Which leads to an interesting question: What would happen, Eberstadt wondered, when, "for the first time in history . . . [people] are more or less free to have all the sex and food they want?" Would they pursue both food and sex with equal ardor?

Oddly enough, they don't. Instead, many engage in a sexual free-for-all—but put stringent moral strictures on anything to do with food. A modern young woman might think nothing of living with several different men, and having abortions when she gets pregnant. But she would not dream of eating anything from a factory farm. That would be immoral.

In effect, some people have reversed the "moral poles" of sex and eating, Eberstadt writes. They are engaging in "mindful eating and mindless sex."

Why is this happening? As Eberstadt writes, "It is hard to avoid the conclusion that rules being drawn around food receive some force from the fact that people are uncomfortable with how far the sexual revolution has gone."

"Not knowing what to do about it," she says, "they turn for increasing consolation to mining morality out of what they eat."

Or, as my former colleague Jim Tonkowich notes, "For all our relativistic talk" about encouraging people to make their own moral choices, "we cannot get away from an inner sense of right and wrong and the desire to codify [it]."

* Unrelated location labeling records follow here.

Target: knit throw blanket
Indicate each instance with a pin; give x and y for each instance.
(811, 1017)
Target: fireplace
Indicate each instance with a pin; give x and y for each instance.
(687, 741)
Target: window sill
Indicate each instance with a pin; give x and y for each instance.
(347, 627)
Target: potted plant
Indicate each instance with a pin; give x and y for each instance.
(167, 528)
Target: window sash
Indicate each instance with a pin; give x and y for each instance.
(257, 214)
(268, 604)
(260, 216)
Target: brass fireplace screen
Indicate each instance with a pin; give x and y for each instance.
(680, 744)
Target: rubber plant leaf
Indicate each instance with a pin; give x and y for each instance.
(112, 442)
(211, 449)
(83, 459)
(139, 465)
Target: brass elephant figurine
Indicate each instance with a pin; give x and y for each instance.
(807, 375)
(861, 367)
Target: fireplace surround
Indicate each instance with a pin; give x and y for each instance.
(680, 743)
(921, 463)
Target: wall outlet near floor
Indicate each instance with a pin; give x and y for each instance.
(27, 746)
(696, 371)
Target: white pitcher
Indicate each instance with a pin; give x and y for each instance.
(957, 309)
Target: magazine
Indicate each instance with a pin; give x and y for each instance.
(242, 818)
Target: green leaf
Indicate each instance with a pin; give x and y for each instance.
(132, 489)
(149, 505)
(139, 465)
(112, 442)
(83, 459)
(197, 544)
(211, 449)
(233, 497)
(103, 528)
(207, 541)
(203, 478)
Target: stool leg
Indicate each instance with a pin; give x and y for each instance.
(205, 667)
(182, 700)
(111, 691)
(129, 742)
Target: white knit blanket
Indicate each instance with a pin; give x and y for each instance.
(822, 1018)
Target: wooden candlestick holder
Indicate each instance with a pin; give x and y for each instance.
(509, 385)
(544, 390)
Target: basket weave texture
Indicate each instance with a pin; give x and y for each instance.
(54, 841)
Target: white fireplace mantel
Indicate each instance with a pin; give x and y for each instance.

Jim is right. As the apostle Paul put it, God's law is written on our hearts. We can deceive ourselves into believing it doesn't exist, but when we do, we find our God-given sense of morality breaking out in other forms. In this case, in food—though it would be better the other way around.

This is what we ought to lovingly share with our unsaved friends—maybe over dinner—people who may think nothing wrong with living together out of wedlock, but who wouldn't dream of eating mandarin oranges from Spain.